Published: Wednesday 11th March 2020

The new Parliament has to make the needs of children and young people a priority after an extended period in the nation’s political life when their interests and voice have been neglected – that is the key message in the Call for Change published today by Coram.

Call for Change front cover

Thirty years after the UK signed the United Nations Convention on the Rights of the Child, which set out the civil, political, economic, social, health and cultural rights children should enjoy, Coram’s Call for Change highlights where, all too often, children are falling through the safety net that a civilised society should aspire to.

It sets out realistic calls for changes to policy, law and practice that will transform lives and create better chances for children, in areas that include rights and justice, education and families and early years.

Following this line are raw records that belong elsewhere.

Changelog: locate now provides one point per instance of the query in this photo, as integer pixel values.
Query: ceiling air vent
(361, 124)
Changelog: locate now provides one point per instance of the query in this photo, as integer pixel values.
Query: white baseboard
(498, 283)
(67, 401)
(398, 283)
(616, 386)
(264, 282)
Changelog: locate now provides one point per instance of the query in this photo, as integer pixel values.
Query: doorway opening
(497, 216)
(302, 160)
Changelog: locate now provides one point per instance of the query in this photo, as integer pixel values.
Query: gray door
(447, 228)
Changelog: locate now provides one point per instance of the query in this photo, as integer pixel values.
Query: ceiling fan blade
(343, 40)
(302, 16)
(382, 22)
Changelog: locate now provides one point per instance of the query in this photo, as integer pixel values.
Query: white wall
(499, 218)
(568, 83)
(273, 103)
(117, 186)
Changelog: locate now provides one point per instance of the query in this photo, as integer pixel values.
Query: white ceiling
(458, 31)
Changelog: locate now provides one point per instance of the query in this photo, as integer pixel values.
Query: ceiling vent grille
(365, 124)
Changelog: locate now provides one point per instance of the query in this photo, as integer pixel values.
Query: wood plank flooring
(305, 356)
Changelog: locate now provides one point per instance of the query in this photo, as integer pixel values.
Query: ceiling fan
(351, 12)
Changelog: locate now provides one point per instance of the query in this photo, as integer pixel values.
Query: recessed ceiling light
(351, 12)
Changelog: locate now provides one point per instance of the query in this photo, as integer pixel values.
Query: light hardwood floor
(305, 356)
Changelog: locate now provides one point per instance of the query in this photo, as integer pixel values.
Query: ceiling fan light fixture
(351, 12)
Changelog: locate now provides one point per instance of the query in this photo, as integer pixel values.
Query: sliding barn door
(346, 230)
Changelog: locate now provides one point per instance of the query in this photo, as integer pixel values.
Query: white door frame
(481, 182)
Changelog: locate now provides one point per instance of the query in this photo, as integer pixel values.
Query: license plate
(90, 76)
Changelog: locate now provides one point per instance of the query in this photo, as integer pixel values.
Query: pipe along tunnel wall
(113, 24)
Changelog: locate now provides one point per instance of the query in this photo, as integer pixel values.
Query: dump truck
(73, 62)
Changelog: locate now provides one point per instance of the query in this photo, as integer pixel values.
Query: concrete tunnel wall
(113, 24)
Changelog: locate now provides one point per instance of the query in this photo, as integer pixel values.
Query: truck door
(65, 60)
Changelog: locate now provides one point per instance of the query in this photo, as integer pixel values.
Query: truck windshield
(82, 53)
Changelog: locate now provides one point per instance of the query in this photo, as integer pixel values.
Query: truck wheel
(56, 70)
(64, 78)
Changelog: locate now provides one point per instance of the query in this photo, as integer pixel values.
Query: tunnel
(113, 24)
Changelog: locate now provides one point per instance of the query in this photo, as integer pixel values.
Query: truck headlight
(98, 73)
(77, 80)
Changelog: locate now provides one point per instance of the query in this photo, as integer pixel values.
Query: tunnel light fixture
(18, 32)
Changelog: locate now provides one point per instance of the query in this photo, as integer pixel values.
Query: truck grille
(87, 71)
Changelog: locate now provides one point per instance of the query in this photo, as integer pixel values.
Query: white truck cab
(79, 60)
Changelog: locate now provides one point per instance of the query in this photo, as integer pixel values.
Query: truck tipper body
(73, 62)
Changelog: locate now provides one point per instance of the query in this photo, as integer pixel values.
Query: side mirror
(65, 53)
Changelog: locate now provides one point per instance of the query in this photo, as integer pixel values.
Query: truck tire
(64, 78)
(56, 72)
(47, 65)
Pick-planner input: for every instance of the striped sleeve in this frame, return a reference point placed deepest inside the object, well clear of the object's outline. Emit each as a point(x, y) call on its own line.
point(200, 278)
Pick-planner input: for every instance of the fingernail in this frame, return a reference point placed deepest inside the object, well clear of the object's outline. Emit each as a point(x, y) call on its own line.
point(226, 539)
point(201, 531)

Dr Carol Homden, Coram CEO, said: “Since 2016, the focus of policy makers on all sides of the political divide has largely been on the process of leaving the European Union, but little progress has been made over that time in making the lives of children better. Children and young people have too little say in their own future. Their voices often go unheard. We call on this new parliament to make their interests and welfare a priority.”

Changes that Coram is calling for over the coming years include:

  • Incorporation of the UN Convention on the Rights of the Child into UK law;
  • A child rights impact assessment to be undertaken prior to the introduction of any primary or secondary legislation;
  • A commitment to government-funded legal advice for all children;
  • Enshrining the right to an independent advocate in laws for all children and young people in the care of the state;
  • A commitment to funding the Adoption Support Fund until the end of the next Public Sector Spending Round;
  • Reinstating the requirement for Ofsted to inspect local authority fostering services;
  • Introduction of an outcomes framework for children’s social care with local authority data published annually by the Department for Education.

Dr Homden continued: “Every day we work for children, whether through direct delivery of services such as legal services, life skills education in schools, or by advocating on their behalf, and ensuring children who may be in care are undocumented or otherwise at risk get the support they need. The children we work with often tell us that their own voices aren’t being heard when policy makers make the decisions that affect them.

“Our Call for Change sets out what children and young people tell us needs to happen to achieve positive change. We worked with partners to make a real difference to children’s lives as a result of our 2018 Respected and Protected manifesto, and commit to doing the same with the calls in today’s Call for Change.